Trails group urges rebuilding of key forest roads

  • Darrington District Forest Ranger Peter Forbes (right) and Congressman Rick Larsen walk the Suiattle River Road near Darrington in November 2011. This...

    Sarah Weiser / Herald file photo, 2011

    Darrington District Forest Ranger Peter Forbes (right) and Congressman Rick Larsen walk the Suiattle River Road near Darrington in November 2011. This section of the road has been closed to the public because of damage caused by storms in recent years.

DARRINGTON -- The state's largest hiking advocacy group wants roads to be repaired that provide key access to trails in the Mount Baker-Snoqualmie National Forest.
Washington Trails Association released a report Wednesday, "State of Access: The Future of Roads on Public Lands," which focuses on eight hiking-access roads on park and forest lands statewide. The report was issued in response to an era of major storm damage, federal budget cuts and lots of controversy over recreational access versus wilderness preservation.
Local roads named in the report are Mountain Loop Highway, Suiattle River Road and Illabot River Road, all near Darrington.
The association's hope is that public lands managers will use the document to assess which roads to fix and which to let go. Some roads on public lands shouldn't be maintained because repairs wouldn't be environmentally sound and there's no money to pay for them, said Jonathan Guzzo, advocacy director for Washington Trails Association.
However, access to many other roads is important. Hiking and outdoor recreation play a multi-billion-dollar role in the state's economy and road access to trailheads is critical for hikers, he said.
"The impact is huge.

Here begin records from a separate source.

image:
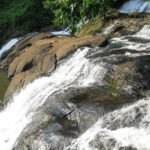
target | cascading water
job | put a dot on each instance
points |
(127, 128)
(135, 6)
(77, 71)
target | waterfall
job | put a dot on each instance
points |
(135, 6)
(129, 126)
(77, 71)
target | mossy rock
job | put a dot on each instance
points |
(4, 83)
(93, 26)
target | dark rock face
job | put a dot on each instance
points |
(65, 116)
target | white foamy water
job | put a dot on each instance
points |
(77, 71)
(135, 6)
(144, 32)
(61, 33)
(123, 135)
(127, 127)
(8, 45)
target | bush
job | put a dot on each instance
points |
(72, 12)
(21, 16)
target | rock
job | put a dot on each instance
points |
(37, 54)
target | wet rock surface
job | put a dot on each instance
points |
(64, 118)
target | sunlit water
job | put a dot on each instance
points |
(136, 6)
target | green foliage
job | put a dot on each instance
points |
(4, 83)
(72, 12)
(21, 16)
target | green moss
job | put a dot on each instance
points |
(4, 83)
(93, 26)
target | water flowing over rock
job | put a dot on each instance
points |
(8, 45)
(86, 103)
(135, 6)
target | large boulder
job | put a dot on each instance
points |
(37, 54)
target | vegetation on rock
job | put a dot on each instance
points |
(21, 16)
(72, 13)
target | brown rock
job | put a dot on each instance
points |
(36, 55)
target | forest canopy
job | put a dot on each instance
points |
(23, 16)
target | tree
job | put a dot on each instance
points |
(70, 12)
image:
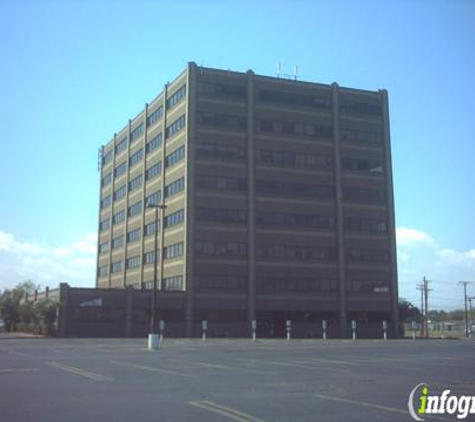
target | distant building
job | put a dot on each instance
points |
(279, 203)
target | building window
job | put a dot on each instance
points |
(153, 199)
(292, 128)
(117, 242)
(135, 209)
(354, 107)
(173, 251)
(222, 120)
(104, 224)
(175, 127)
(372, 167)
(216, 282)
(154, 143)
(174, 187)
(368, 255)
(104, 247)
(121, 146)
(294, 189)
(173, 283)
(153, 171)
(149, 257)
(133, 262)
(102, 270)
(300, 252)
(291, 159)
(118, 217)
(120, 169)
(222, 90)
(361, 136)
(174, 157)
(117, 266)
(135, 183)
(150, 228)
(220, 152)
(136, 157)
(364, 195)
(133, 236)
(221, 248)
(218, 183)
(366, 225)
(155, 116)
(174, 218)
(136, 133)
(176, 97)
(120, 193)
(267, 218)
(106, 201)
(217, 215)
(106, 179)
(107, 158)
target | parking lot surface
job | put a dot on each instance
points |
(71, 380)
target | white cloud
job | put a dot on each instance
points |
(46, 265)
(406, 236)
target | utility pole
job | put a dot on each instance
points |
(426, 296)
(464, 283)
(421, 288)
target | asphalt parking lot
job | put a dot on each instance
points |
(225, 379)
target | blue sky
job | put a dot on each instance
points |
(73, 73)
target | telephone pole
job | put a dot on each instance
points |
(464, 283)
(421, 288)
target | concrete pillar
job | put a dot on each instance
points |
(251, 202)
(129, 311)
(339, 213)
(63, 310)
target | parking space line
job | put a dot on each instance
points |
(78, 371)
(371, 405)
(17, 370)
(226, 411)
(152, 369)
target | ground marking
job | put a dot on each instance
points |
(229, 412)
(153, 369)
(15, 370)
(78, 371)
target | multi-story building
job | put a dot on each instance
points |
(279, 204)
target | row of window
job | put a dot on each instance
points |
(221, 248)
(175, 127)
(217, 215)
(222, 90)
(301, 100)
(304, 284)
(295, 220)
(155, 116)
(221, 183)
(292, 159)
(220, 152)
(222, 120)
(175, 157)
(296, 252)
(176, 97)
(293, 128)
(220, 282)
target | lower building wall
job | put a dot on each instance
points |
(126, 313)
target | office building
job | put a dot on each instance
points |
(279, 205)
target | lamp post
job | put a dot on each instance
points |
(153, 335)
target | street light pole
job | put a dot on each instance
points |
(153, 335)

Hikers and other recreation users drive local economies by buying equipment, gas, food, lodging and more," Guzzo said.
Perhaps more important, he said, roads must be maintained so that new generations of people discover the joys of the outdoors.
"Young people in the wilderness learn lessons that last a lifetime, along with a desire to protect the land," Guzzo said. "If we do not have ways for people to get into the back country, they won't learn to love the wild places and work to protect them."

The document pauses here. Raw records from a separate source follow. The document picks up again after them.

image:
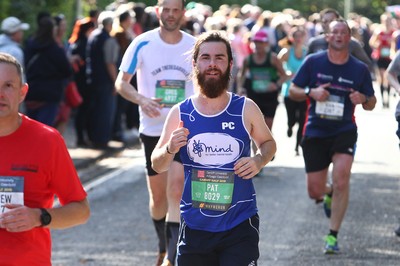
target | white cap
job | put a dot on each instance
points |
(12, 24)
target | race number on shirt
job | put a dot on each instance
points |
(11, 191)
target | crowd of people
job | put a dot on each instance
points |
(164, 70)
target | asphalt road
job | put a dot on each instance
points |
(120, 231)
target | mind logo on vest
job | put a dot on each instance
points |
(213, 149)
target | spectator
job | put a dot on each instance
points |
(11, 39)
(78, 41)
(292, 57)
(101, 69)
(47, 70)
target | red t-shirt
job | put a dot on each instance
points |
(37, 153)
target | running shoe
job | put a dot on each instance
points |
(331, 245)
(160, 258)
(327, 205)
(397, 232)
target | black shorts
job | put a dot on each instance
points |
(383, 63)
(149, 143)
(238, 246)
(318, 152)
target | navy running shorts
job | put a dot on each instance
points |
(235, 247)
(318, 152)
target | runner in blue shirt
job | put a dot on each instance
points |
(333, 82)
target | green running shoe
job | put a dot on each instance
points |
(331, 245)
(327, 205)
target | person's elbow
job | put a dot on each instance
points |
(157, 164)
(84, 212)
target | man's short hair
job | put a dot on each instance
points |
(11, 60)
(212, 36)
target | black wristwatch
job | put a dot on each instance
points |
(307, 91)
(45, 217)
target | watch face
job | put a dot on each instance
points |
(45, 217)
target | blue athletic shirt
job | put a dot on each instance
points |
(214, 198)
(336, 115)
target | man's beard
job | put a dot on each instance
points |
(213, 87)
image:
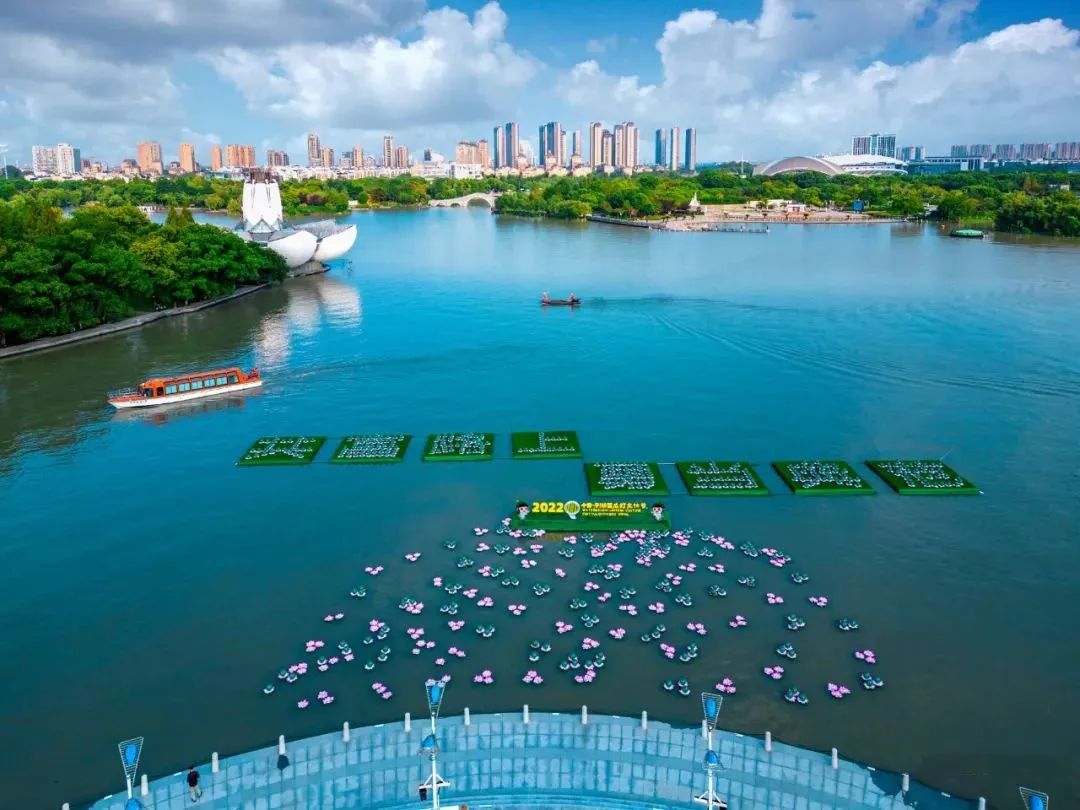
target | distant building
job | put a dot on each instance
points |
(314, 150)
(240, 156)
(595, 144)
(1034, 151)
(874, 144)
(945, 164)
(187, 154)
(68, 160)
(499, 147)
(148, 156)
(660, 149)
(43, 159)
(513, 145)
(277, 158)
(690, 157)
(833, 164)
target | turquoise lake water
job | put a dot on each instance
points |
(152, 588)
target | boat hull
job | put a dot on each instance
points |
(186, 396)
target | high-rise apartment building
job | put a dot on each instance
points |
(43, 159)
(1034, 151)
(68, 159)
(595, 144)
(187, 156)
(148, 156)
(660, 149)
(552, 146)
(314, 150)
(607, 148)
(241, 156)
(513, 145)
(690, 152)
(874, 144)
(499, 147)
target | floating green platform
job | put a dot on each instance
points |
(571, 516)
(376, 448)
(545, 444)
(822, 477)
(459, 447)
(921, 476)
(279, 450)
(720, 477)
(624, 477)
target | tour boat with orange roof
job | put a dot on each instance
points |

All of the roads analyzed in the report faced washouts that made the roads difficult to maintain. Some have been closed permanently.
Suiattle River Road was given the association's top priority, mostly because of its "last standing access to the heart of the Glacier Peak Wilderness," Guzzo said. "The road offers resources hikers have not had reasonable access to for 10 years and a lot of people have never been to the west side of Glacier Peak Wilderness. The Suiattle road has been thoroughly studied and is ready for repair." Restoration work on Suiattle River Road could begin late this summer.

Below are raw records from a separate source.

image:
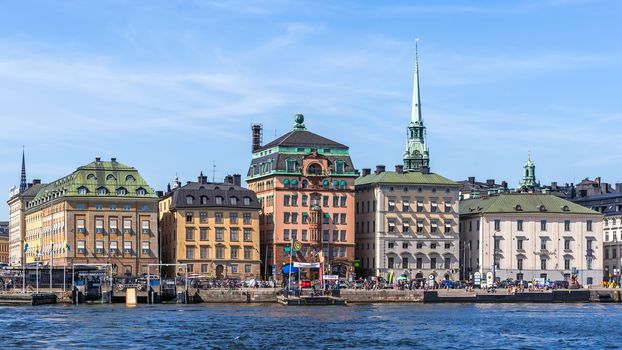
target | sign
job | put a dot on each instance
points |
(297, 246)
(307, 265)
(477, 278)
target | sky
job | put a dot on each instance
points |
(172, 87)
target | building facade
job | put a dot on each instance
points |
(211, 227)
(526, 236)
(102, 213)
(610, 205)
(305, 184)
(407, 219)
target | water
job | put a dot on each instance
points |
(256, 326)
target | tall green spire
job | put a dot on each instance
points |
(416, 155)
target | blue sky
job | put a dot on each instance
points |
(171, 87)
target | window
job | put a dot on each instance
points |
(189, 234)
(146, 248)
(234, 252)
(99, 247)
(189, 252)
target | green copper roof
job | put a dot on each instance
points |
(113, 178)
(527, 202)
(404, 178)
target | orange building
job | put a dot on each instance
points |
(305, 184)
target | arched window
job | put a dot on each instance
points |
(290, 165)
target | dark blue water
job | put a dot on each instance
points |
(390, 326)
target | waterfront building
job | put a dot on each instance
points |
(4, 242)
(610, 205)
(305, 184)
(525, 236)
(407, 219)
(211, 227)
(102, 213)
(18, 200)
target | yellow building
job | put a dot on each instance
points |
(102, 213)
(211, 227)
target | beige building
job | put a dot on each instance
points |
(531, 236)
(102, 213)
(213, 228)
(407, 223)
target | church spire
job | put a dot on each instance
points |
(416, 155)
(23, 186)
(415, 114)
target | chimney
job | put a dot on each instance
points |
(257, 135)
(229, 179)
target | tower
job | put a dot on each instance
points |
(23, 186)
(416, 155)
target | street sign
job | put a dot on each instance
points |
(297, 246)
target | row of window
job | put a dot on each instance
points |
(219, 234)
(419, 264)
(219, 217)
(292, 200)
(220, 200)
(204, 252)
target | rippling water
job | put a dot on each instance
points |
(393, 326)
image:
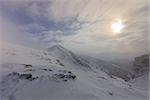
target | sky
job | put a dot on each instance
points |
(83, 26)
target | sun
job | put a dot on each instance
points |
(117, 26)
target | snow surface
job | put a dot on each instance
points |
(57, 74)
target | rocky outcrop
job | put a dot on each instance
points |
(141, 65)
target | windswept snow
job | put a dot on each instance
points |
(57, 74)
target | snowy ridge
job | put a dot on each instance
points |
(30, 74)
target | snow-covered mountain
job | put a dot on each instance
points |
(57, 74)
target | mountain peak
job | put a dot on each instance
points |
(58, 49)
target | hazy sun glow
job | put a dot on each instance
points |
(117, 26)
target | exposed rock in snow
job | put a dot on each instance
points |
(30, 74)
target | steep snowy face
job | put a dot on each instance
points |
(68, 56)
(141, 65)
(30, 74)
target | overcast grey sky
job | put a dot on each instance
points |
(79, 25)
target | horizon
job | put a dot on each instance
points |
(101, 29)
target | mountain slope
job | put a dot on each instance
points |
(38, 75)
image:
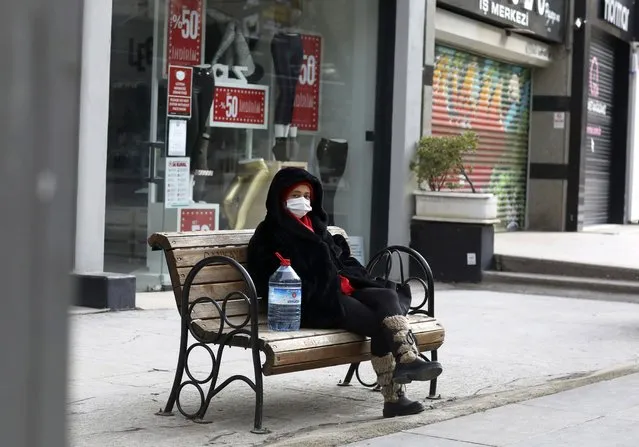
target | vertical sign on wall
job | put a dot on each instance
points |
(307, 92)
(185, 27)
(179, 91)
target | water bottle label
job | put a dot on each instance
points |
(283, 295)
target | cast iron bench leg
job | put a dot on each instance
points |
(179, 372)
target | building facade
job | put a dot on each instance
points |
(191, 106)
(546, 85)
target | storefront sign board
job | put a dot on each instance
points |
(199, 218)
(240, 106)
(184, 31)
(545, 19)
(180, 88)
(307, 92)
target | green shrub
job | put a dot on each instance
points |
(439, 161)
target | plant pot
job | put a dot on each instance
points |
(456, 207)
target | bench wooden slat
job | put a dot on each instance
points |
(194, 239)
(306, 347)
(217, 291)
(208, 311)
(212, 274)
(315, 364)
(296, 342)
(188, 257)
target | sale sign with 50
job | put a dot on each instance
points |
(185, 26)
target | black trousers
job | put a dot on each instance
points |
(364, 312)
(288, 54)
(197, 147)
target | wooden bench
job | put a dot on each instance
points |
(218, 304)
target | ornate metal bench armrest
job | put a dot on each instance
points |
(250, 297)
(386, 257)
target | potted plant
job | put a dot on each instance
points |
(441, 168)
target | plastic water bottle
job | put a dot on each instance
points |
(284, 298)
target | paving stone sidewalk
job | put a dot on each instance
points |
(122, 366)
(604, 414)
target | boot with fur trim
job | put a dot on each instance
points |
(395, 401)
(409, 364)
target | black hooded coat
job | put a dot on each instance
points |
(317, 257)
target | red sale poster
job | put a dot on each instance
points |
(240, 106)
(185, 25)
(307, 93)
(179, 91)
(198, 219)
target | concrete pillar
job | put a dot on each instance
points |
(40, 56)
(94, 120)
(407, 107)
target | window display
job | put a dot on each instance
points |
(275, 83)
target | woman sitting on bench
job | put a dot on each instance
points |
(337, 291)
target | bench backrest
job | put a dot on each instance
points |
(183, 250)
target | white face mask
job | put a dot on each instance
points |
(299, 206)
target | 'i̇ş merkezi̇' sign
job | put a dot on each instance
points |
(542, 18)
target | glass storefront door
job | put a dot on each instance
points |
(294, 86)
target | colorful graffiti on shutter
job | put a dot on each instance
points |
(492, 99)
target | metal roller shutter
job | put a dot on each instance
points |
(598, 141)
(492, 99)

Illabot River Road is a good, well-built road threatened by a lack of funding for maintenance. Mountain Loop Highway, between Granite Falls and Darrington, is a critical recreation access road requiring repairs on a regular basis, Guzzo said.
"We do not envy the difficult funding situation the Forest Service finds itself in," Guzzo said.
Darrington District Ranger Peter Forbes for the Mount Baker-Snoqualmie National Forest said deciding which forest roads to repair and maintain is all about balance.
"We weigh environmental effects, resource impacts and the public need," Forbes said. "We work with a lot of different groups across the spectrum of opinion about access to the wilderness. We take those opinions very seriously, and we plan to look at the Washington Trails report."